Running is a great workout, but in can and will impact ones knees at some point or another and since it is the force of your body weight on the joints that causes the stress, I is the same whether you’re on a treadmill or pavement. The best way to honestly reduce impact is to vary your workouts such as walk one day, run another, use a bike or if you belong to a gym you have a variety of choices.
Myth #2: Doing crunches or working out on a ab machine will reduce belly fat.
Do not believe everything you read on those infomercials! Although I do believe they do serve a purpose of strengthen the muscles around your midsection and improve your posture your overall belly fat has all to do with your percentage of body fat in other words loose the fat then you will see the muscle.
Myth #3: An aerobic workout will boost your metabolism for hours after you stop working out.
This is actually true but the calorie burn is not as much as we would all love to think! Experts agree that although while your metabolism will continue to burn at a slightly higher rate after you stop the amount is not statistically significant. In fact, it allows you to burn only about maybe 30 extra calories for the day. Even with strength training it’s marginal.
Myth #4: Swimming is a great weight loss activity.

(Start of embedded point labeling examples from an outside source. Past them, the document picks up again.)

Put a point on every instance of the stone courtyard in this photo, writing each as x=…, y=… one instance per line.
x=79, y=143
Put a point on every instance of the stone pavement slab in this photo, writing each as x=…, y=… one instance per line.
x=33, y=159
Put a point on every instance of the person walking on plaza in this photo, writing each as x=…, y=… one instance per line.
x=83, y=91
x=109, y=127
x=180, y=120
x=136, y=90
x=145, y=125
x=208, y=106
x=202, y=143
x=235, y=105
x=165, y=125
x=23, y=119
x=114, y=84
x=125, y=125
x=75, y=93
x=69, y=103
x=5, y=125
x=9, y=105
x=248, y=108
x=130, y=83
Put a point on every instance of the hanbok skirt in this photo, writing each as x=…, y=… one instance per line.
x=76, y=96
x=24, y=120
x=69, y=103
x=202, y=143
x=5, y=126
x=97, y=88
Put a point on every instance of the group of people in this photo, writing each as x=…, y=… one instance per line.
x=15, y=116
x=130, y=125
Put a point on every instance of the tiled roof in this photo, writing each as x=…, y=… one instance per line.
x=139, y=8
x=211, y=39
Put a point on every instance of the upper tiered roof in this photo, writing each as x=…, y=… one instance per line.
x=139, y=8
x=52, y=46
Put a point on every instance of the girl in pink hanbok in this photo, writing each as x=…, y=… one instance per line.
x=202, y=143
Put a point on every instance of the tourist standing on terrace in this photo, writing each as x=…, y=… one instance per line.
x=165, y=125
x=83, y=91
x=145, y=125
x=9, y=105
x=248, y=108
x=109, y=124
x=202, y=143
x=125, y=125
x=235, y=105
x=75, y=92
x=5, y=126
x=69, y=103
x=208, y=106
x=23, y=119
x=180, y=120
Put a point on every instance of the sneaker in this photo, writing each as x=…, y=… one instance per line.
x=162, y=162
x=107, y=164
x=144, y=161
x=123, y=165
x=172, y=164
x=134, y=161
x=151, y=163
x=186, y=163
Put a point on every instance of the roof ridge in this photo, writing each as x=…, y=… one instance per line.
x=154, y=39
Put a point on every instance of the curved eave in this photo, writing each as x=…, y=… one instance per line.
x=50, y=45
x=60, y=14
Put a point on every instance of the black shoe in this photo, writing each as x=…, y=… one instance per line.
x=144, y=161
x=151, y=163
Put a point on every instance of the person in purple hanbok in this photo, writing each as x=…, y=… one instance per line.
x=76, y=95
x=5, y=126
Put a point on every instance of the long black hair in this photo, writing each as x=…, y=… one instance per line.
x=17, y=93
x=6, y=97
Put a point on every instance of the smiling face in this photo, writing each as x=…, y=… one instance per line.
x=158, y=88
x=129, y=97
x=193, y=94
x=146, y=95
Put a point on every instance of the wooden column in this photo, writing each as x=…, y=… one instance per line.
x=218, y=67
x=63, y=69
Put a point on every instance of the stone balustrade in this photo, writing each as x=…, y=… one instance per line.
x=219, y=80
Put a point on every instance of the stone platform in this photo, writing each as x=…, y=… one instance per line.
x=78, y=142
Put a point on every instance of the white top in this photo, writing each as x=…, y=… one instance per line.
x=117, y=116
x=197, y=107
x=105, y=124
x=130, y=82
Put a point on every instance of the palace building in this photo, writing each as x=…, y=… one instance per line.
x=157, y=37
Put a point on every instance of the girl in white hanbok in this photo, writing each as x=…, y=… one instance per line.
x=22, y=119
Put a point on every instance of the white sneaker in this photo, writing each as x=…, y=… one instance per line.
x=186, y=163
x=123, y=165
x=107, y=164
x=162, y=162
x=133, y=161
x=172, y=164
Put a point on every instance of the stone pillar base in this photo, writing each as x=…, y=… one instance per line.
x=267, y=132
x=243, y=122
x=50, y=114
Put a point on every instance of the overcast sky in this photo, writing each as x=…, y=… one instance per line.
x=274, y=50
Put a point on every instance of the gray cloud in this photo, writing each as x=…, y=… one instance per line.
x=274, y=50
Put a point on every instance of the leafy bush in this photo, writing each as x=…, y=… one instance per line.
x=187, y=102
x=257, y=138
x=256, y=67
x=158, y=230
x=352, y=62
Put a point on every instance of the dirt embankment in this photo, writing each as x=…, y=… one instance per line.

I would agree that swimming is wonderful for increasing lung capacity, toning muscles and even to burn access tension but unless you swim for hours a day it will not help you to lose much weight. This has to with buoyancy, the water is supporting your weight and you do not work out as hard. I often hear from many experts that swimming is that exercise that works the entire body. Truthfully, it really depends on how one approaches the sport itself. It is possible to swim on your back without exerting much energy at all however if you are swimming laps using a stroke such as the front crawl or the breaststroke you will use the muscles of your legs, shoulders, buttocks and more. If you are swimming a fast pace, like racing others you will experience more cardiovascular benefit your heart will work harder and faster in order to produce more energy. Therefore, your lungs will also strengthen as you breathe more and more intensely. I will say that swimming is a wonderful substitute if one has knee injuries and could serve as a safer choice for your body for daily exercise. Most important, if your goal is to bulk up for more muscles or additionally strengthen your bones “I” believe strongly that only weight barring exercises similar to weight training is your answer.
Myth #5: If you don’t sweat during your workout you’re not benefiting.
Sweating is not necessarily a measure of how hard you are working out but rather your body’s way of cooling itself. It is possible to burn a significant number of calories without breaking a sweat and there are some individuals that do not sweat. Everyone has a different sweating pattern. gender, age, fitness level, environment and weather are all factors. Women tend to sweat less than men. If you exercise in an air-conditioned room that can change your body temperature, it does not mean your body burns more or less, sweating is not a measure but length of time within your workouts is. In other words, exercise produces heat, heat produces calorie expenditure, and you produce the same amount of heat whether exercising in a cold environment or hot.